Intro to Computer Security
Project 4: Application Security
work will not be accepted after 19.5 hours past the deadline. If you have a conflict due to travel, interviews, etc., please plan accordingly and turn in your project early.
This is a group project; you will work in teams of two and submit one project per team. Please find a partner as soon as possible. If you have trouble forming a team, post to Piazzas partner search forum.
The code and other answers your group submits must be entirely your own work, and you are bound by the Honor Code. You may consult with other students about the conceptualization of the project and the meaning of the questions, but you may not look at any part of someone elses solution or collaborate with anyone outside your group. You may consult published references, provided that you appropriately cite them (e.g., with program comments), as you would in an academic paper.
Solutions must be submitted electronically via Canvas, following the submission checklist below. Please coordinate carefully with your partner to make sure at least one of you submits on time.
Introduction
This project will introduce you to control-flow hijacking vulnerabilities in application software, including buffer overflows. We will provide a series of vulnerable programs and a virtual machine environment in which you will develop exploits.
Objectives
- Be able to identify and avoid buffer overflow vulnerabilities in native code
- Understand the severity of buffer overflows and the necessity of standard defenses
- Gain familiarity with machine architecture and assembly language
Read this First
This project asks you to develop attacks and test them in a virtual machine you control. Attempting the same kinds of attacks against others systems without authorization is prohibited by law and university policies and may result in fines, expulsion, and jail time. You must not attack anyone elses system without authorization! Per the course ethics policy, you are required to respect the privacy and property rights of others at all times, or else you will fail the course. See the Ethics, Law, and University Policies section on the course website.
Setup
Buffer-overflow exploitation depends on specific details of the target system, so we are providing an Ubuntu VM in which you should develop and test your attacks. Weve also slightly tweaked the configuration to disable security features that are commonly used in the wild but would complicate your work. Well use this precise configuration to grade your submissions, so do not use your own VM instead.
- Download VirtualBox from https://www.virtualbox.org/ and install it on your computer. VirtualBox runs on Windows, Linux, and Mac OS.
- Get the VM file at https://eecs388.org/*/appsec-vm.ova. This file is 2 GB, so we recommend downloading it from campus.
- Launch VirtualBox and select File B Import Appliance to add the VM.
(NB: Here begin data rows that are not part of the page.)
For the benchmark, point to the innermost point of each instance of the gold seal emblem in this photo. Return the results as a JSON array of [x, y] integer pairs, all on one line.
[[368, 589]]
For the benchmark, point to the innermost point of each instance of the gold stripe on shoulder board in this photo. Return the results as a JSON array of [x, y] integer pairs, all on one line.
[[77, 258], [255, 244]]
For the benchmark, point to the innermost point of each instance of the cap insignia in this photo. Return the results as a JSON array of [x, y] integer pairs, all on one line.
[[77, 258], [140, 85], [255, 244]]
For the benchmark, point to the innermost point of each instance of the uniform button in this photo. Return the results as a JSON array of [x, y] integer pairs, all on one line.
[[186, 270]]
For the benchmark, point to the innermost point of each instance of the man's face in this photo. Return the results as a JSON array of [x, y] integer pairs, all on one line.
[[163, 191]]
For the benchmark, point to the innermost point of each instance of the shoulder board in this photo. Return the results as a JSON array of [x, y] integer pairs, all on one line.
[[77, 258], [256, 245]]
- Start the VM. A username and password are not required to login, but if needed they are ubuntu and ubuntu.
- Download https://eecs388.org/*/targets.tar.gz from inside the VM. This file contains the target programs you will exploit.
- tar -xf targets.tar.gz
- cd targets/
- Each groups targets will be slightly different. Personalize the targets by running:
./setcookie uniqname1 uniqname2 Make sure both uniqnames are correct!
- sudo make (The password youre prompted for is ubuntu.)
Resources and Guidelines
No Attack Tools! You may not use special-purpose tools meant for testing security or exploiting vulnerabilities. You must complete the project using only general purpose tools, such as gdb.
Control Hijacking Before you begin this project, review the lecture slides from the controlhijacking lecture and attend discussion for additional details. Read Smashing the Stack for Fun and Profit, available at https://eecs388.org/*/stack_smashing.pdf.
GDB You will make extensive use of the GDB debugger, which you should recall from EECS 280. Useful commands that you may not know are disassemble, info reg, x, and stepi. See the GDB help for details, and dont be afraid to experiment! This quick reference may also be useful: https://eecs388.org/*/gdb-refcard.pdf.
x86 Assembly These are many good references for Intel assembly language, but note that this project targets the 32-bit x86 ISA. The stack is organized differently in x86 and x86_64. If you are reading any online documentation, ensure that it is based on the x86 architecture, not x86_64.
Targets
The target programs for this project are simple, short C programs with (mostly) clear security vulnerabilities. We have provided source code and a Makefile that compiles all the targets. Your exploits must work against the targets as compiled and executed within the provided VM.
target0: Overwriting a variable on the stack (Difficulty: Easy)
This program takes input from stdin and prints a message. Your job is to provide input that causes the program to output: Hi uniqname! Your grade is A+. (You can use either group members uniqname.) To accomplish this, your input will need to overwrite another variable stored on the stack.
Heres one approach you might take:
- Examine target0.c. Where is the buffer overflow?
- Start the debugger (gdb target0) and disassemble _main: (gdb) disas _main. Identify the function calls and the arguments passed to them.
- Draw a picture of the stack. How are name[] and grade[] stored relative to each other?
- How could a value read into name[] affect the value contained in grade[]? Test your hypothesis by running ./target0 on the command line with different inputs.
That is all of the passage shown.